Okay, it’s been forever since I wrote something for Museum Escapades even though it’s something I really love doing research for and writing about. I’ve also decided to extend Museum Escapades into temporary exhibits that have been featured in museums because well, there are only so many museums in the world.
So this is one of the blog archive-worthy exhibit posts that I’ve dug up in my head, just to give you a heads up on where I’ve been going to for Escapades. Have fun!
Caesar’s Weaponry and Armory Exhibit @ the Asian Civilisations Museum
To be incredibly honest, the adventure crew chanced upon this while I was heading to the bathroom and saw this exhibit during the Mighty Mughals Festival held at the same building. So I just called them down (because they like bokkens and swords and guns like that) to take a look. We weren’t disappointed.
Just to give a background on Caesar’s, it’s a shop that specialised in decorative weaponry. You know those Japanese bokkens and old style English decorative guns? They specialise in those, you’ll need licenses and stuff though, although it’s just decorative.
But onwards to the exhibition excursion!
This exhibit featured weapons from the historical times, kind of like a timely exhibit next to the Mighty Mughals Festival held at the upper floors. The weapons were categorised into four main groups: Asia, Americas, Middle East and Europe. Each category derived geographically but with obvious cultural differences embedded into the artifacts.
One thing that was significant in the European guns: The wooden handles are always plain but the intricate work is always on the metal. So in a sense it’s practicality merged with beauty: Comfortable to hold in your hand with the delicately carved/ embedded designs in the metalwork.
I apologise if I sound cliched but they really look like they came out from a Chinese Action movie! Or rather, as the Chinese call it, their “wuxia” movies. But the style is almost identical: cloth wrapped handles, slightly curved with the sword cover. I’m no sword expert though, I’m just naming the differences as compared to the rest of the categories.

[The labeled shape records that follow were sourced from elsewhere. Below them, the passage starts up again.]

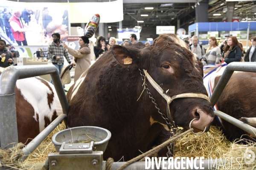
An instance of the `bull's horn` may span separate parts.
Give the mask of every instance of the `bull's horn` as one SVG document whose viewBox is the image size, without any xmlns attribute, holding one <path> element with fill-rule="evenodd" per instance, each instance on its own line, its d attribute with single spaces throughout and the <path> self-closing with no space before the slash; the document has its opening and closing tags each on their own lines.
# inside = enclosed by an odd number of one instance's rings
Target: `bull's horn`
<svg viewBox="0 0 256 170">
<path fill-rule="evenodd" d="M 241 117 L 241 121 L 251 126 L 256 126 L 256 117 Z"/>
</svg>

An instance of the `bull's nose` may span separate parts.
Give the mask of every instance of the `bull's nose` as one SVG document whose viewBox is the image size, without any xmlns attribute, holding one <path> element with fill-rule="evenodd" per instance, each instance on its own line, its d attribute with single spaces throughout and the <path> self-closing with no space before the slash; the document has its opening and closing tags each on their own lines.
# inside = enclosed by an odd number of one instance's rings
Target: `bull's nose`
<svg viewBox="0 0 256 170">
<path fill-rule="evenodd" d="M 198 108 L 193 113 L 192 116 L 193 119 L 198 118 L 192 122 L 191 126 L 192 128 L 194 127 L 203 131 L 206 127 L 207 130 L 209 130 L 209 128 L 213 121 L 214 117 L 211 116 L 210 114 L 206 113 L 202 109 Z"/>
</svg>

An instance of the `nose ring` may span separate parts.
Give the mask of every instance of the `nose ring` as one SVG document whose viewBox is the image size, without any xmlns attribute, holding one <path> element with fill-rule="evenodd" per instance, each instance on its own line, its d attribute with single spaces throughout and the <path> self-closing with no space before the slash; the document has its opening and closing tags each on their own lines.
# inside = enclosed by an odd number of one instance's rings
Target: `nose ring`
<svg viewBox="0 0 256 170">
<path fill-rule="evenodd" d="M 194 119 L 192 120 L 191 121 L 191 122 L 190 122 L 190 123 L 189 123 L 189 129 L 191 129 L 191 124 L 192 124 L 192 122 L 193 122 L 193 121 L 194 121 L 195 120 L 199 119 L 199 118 L 195 118 Z M 204 132 L 205 132 L 206 130 L 206 126 L 205 127 L 204 127 L 204 131 L 200 133 L 196 133 L 195 132 L 194 132 L 193 131 L 192 131 L 192 133 L 196 135 L 201 135 L 202 134 L 204 133 Z"/>
</svg>

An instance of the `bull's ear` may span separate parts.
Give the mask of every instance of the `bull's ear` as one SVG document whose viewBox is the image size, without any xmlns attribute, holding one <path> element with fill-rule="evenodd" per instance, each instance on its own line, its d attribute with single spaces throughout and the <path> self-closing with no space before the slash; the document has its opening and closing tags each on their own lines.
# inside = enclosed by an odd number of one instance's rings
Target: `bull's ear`
<svg viewBox="0 0 256 170">
<path fill-rule="evenodd" d="M 128 65 L 139 62 L 140 50 L 132 47 L 124 47 L 113 45 L 112 47 L 112 52 L 116 60 L 120 64 Z"/>
</svg>

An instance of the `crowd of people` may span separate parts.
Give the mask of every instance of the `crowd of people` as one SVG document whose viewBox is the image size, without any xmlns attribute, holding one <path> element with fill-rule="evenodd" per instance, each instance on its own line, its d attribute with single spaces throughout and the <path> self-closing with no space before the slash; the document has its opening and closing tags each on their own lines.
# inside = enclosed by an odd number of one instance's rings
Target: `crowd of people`
<svg viewBox="0 0 256 170">
<path fill-rule="evenodd" d="M 234 62 L 256 61 L 256 37 L 250 39 L 252 45 L 247 50 L 244 56 L 243 45 L 236 37 L 228 34 L 226 39 L 218 45 L 216 38 L 210 37 L 209 40 L 209 47 L 205 49 L 202 45 L 198 44 L 198 38 L 194 36 L 189 40 L 184 40 L 189 47 L 191 52 L 197 54 L 199 60 L 204 65 L 211 64 L 218 64 L 223 61 L 228 64 Z"/>
<path fill-rule="evenodd" d="M 16 14 L 15 15 L 20 15 L 18 12 L 15 14 Z M 15 22 L 17 24 L 17 22 Z M 54 33 L 52 36 L 53 41 L 48 48 L 48 57 L 51 59 L 53 65 L 58 68 L 59 74 L 60 74 L 64 65 L 64 57 L 66 58 L 70 64 L 76 65 L 74 79 L 75 81 L 76 81 L 91 64 L 92 55 L 89 45 L 90 41 L 88 38 L 85 36 L 81 36 L 79 40 L 80 48 L 78 50 L 75 50 L 69 47 L 60 40 L 59 34 Z M 219 45 L 215 37 L 210 37 L 209 38 L 209 47 L 206 49 L 205 52 L 202 46 L 198 44 L 198 37 L 197 36 L 194 36 L 189 38 L 188 41 L 185 40 L 185 41 L 187 43 L 191 52 L 196 54 L 204 65 L 218 64 L 222 61 L 224 61 L 227 64 L 233 62 L 256 61 L 256 37 L 250 38 L 252 45 L 247 51 L 244 57 L 243 57 L 243 49 L 241 42 L 236 37 L 231 35 L 228 35 L 226 39 Z M 23 42 L 22 42 L 24 43 Z M 144 44 L 140 42 L 145 47 L 151 45 L 149 41 L 146 42 Z M 120 45 L 128 46 L 136 43 L 138 43 L 137 42 L 136 35 L 131 34 L 129 39 L 125 40 Z M 110 37 L 108 41 L 105 37 L 99 37 L 93 48 L 96 60 L 106 51 L 111 50 L 113 45 L 117 44 L 117 40 L 114 37 Z M 4 40 L 0 40 L 0 59 L 1 60 L 0 66 L 6 67 L 13 64 L 12 52 L 9 50 L 10 48 L 11 45 L 6 45 Z M 68 54 L 74 57 L 75 62 L 71 63 Z"/>
</svg>

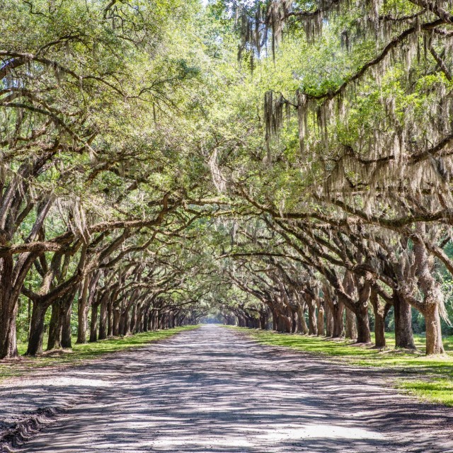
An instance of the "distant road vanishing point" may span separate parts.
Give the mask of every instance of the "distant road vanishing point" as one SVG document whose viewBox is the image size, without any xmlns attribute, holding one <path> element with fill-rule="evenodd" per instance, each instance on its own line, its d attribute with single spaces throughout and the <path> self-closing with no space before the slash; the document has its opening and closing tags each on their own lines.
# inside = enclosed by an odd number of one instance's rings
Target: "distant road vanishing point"
<svg viewBox="0 0 453 453">
<path fill-rule="evenodd" d="M 42 384 L 80 398 L 18 451 L 453 452 L 452 411 L 386 387 L 384 372 L 205 326 Z"/>
</svg>

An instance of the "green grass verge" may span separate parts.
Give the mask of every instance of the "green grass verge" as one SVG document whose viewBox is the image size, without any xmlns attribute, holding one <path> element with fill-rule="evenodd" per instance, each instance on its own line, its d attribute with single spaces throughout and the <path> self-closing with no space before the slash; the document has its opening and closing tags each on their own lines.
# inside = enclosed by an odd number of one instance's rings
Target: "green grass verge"
<svg viewBox="0 0 453 453">
<path fill-rule="evenodd" d="M 373 349 L 369 346 L 355 345 L 350 340 L 330 340 L 297 334 L 277 333 L 234 327 L 246 332 L 258 343 L 283 346 L 309 352 L 323 358 L 335 358 L 345 364 L 360 367 L 380 367 L 404 373 L 408 377 L 395 381 L 398 388 L 431 402 L 453 406 L 453 337 L 444 339 L 447 353 L 442 356 L 425 356 L 425 339 L 415 336 L 415 344 L 420 351 L 408 352 L 393 349 L 394 334 L 386 333 L 388 348 Z"/>
<path fill-rule="evenodd" d="M 151 342 L 197 327 L 197 326 L 187 326 L 164 331 L 144 332 L 130 336 L 108 338 L 83 345 L 75 344 L 76 338 L 74 338 L 72 342 L 74 345 L 72 350 L 57 350 L 35 357 L 21 357 L 18 359 L 0 361 L 0 380 L 23 376 L 37 368 L 81 364 L 112 352 L 144 346 Z M 27 345 L 19 343 L 18 349 L 20 354 L 23 354 L 27 349 Z"/>
</svg>

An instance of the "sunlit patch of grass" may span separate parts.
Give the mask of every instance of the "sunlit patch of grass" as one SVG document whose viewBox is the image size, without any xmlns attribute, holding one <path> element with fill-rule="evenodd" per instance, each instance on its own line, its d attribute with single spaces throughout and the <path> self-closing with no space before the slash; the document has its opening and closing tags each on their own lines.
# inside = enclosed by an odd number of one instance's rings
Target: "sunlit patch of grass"
<svg viewBox="0 0 453 453">
<path fill-rule="evenodd" d="M 444 339 L 445 355 L 425 356 L 423 336 L 414 336 L 419 350 L 410 352 L 394 349 L 395 337 L 391 333 L 386 334 L 387 347 L 379 350 L 367 345 L 354 345 L 345 339 L 234 328 L 246 332 L 261 344 L 290 348 L 323 358 L 334 357 L 353 366 L 385 367 L 416 376 L 420 380 L 400 379 L 397 386 L 427 401 L 453 406 L 453 337 Z"/>
<path fill-rule="evenodd" d="M 22 376 L 36 368 L 76 365 L 112 352 L 139 348 L 197 327 L 197 326 L 187 326 L 164 331 L 143 332 L 134 336 L 108 338 L 81 345 L 75 344 L 76 338 L 74 338 L 72 350 L 53 351 L 50 354 L 45 353 L 35 357 L 21 357 L 18 359 L 0 361 L 0 380 Z M 18 350 L 20 354 L 24 354 L 27 350 L 27 345 L 19 343 Z"/>
<path fill-rule="evenodd" d="M 427 401 L 453 406 L 453 381 L 451 379 L 435 379 L 429 381 L 401 381 L 396 384 L 413 395 Z"/>
</svg>

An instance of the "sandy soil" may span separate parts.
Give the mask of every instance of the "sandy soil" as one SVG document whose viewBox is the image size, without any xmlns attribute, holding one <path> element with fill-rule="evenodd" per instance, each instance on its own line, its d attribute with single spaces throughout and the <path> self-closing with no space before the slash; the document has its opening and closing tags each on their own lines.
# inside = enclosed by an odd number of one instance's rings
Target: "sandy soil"
<svg viewBox="0 0 453 453">
<path fill-rule="evenodd" d="M 205 326 L 0 386 L 0 423 L 62 409 L 30 453 L 453 452 L 453 411 L 390 378 Z"/>
</svg>

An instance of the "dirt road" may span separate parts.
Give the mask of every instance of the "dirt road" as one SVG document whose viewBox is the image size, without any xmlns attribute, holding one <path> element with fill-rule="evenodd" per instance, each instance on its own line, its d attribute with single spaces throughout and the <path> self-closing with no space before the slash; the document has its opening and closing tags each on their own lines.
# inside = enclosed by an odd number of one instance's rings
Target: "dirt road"
<svg viewBox="0 0 453 453">
<path fill-rule="evenodd" d="M 207 326 L 0 387 L 0 414 L 63 408 L 15 450 L 30 453 L 453 452 L 453 411 L 381 373 Z"/>
</svg>

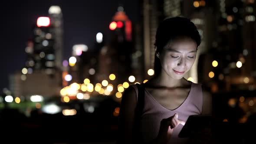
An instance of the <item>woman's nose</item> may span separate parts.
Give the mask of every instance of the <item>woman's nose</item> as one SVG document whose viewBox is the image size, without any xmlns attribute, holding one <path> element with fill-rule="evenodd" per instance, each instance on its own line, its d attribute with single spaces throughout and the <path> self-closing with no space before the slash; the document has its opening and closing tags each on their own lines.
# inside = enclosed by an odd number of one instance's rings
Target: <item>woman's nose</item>
<svg viewBox="0 0 256 144">
<path fill-rule="evenodd" d="M 181 58 L 180 60 L 178 62 L 178 66 L 184 67 L 186 65 L 186 59 Z"/>
</svg>

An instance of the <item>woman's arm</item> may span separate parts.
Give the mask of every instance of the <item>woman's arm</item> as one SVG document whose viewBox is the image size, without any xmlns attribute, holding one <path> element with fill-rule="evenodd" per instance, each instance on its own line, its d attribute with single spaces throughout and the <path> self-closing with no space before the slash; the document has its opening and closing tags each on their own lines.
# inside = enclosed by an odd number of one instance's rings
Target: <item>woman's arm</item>
<svg viewBox="0 0 256 144">
<path fill-rule="evenodd" d="M 123 94 L 118 117 L 118 144 L 132 143 L 132 129 L 137 104 L 136 95 L 132 86 L 126 89 Z"/>
</svg>

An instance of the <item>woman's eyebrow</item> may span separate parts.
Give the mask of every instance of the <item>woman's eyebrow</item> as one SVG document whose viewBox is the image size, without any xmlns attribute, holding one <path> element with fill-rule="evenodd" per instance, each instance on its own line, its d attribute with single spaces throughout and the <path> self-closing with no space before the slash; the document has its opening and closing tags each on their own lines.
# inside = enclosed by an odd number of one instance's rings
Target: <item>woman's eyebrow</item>
<svg viewBox="0 0 256 144">
<path fill-rule="evenodd" d="M 168 51 L 169 52 L 178 52 L 178 53 L 181 53 L 181 52 L 180 52 L 179 51 L 177 51 L 177 50 L 175 49 L 172 49 L 171 48 L 168 48 L 167 49 L 167 50 L 168 50 Z M 197 52 L 197 50 L 192 50 L 192 51 L 188 52 L 188 53 L 191 53 L 191 52 Z"/>
</svg>

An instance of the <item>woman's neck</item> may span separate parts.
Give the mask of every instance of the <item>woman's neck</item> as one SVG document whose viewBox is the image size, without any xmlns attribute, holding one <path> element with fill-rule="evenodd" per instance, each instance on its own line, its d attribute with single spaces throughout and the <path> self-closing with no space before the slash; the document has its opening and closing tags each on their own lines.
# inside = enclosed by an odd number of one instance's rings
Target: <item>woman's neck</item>
<svg viewBox="0 0 256 144">
<path fill-rule="evenodd" d="M 167 88 L 181 87 L 184 84 L 185 79 L 174 79 L 170 76 L 163 76 L 162 75 L 155 75 L 151 79 L 153 85 L 157 85 L 160 86 Z"/>
</svg>

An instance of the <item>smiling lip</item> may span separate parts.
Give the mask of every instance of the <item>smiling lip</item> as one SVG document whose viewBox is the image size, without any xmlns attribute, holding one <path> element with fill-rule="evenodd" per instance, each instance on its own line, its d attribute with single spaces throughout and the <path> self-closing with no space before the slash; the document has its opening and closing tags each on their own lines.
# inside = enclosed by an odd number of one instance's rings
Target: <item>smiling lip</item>
<svg viewBox="0 0 256 144">
<path fill-rule="evenodd" d="M 173 70 L 174 70 L 174 72 L 175 73 L 177 73 L 178 74 L 179 74 L 179 75 L 182 75 L 182 74 L 184 74 L 184 72 L 178 72 L 178 71 L 176 71 L 174 69 Z"/>
</svg>

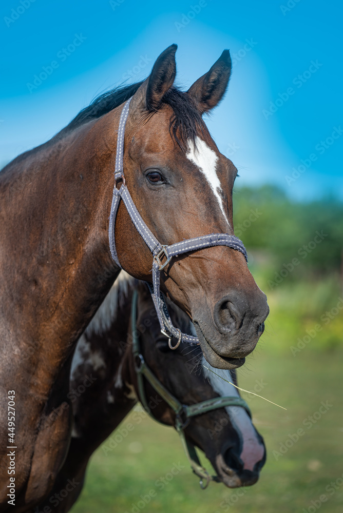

Middle Eastern weapons were more decorative, meaning they had jewels encrusted and stuff. The blades were also shaped quite differently, think Prince of Persia and you’ll see what I mean.
But if there was anything I thought that could have made my exhibition experience better, I would say that the lighting could have been dimmer or not as glaring against the weaponry. I apologise for those who are blinded by the pictures, I was just taking them as-is. Still, something cool for the Adventure Crew to go through.
Before I leave you then, I shall exit with a photo that Sarah and I took just for the fun of it because there was a photo area:
Those were just decoratives, of course.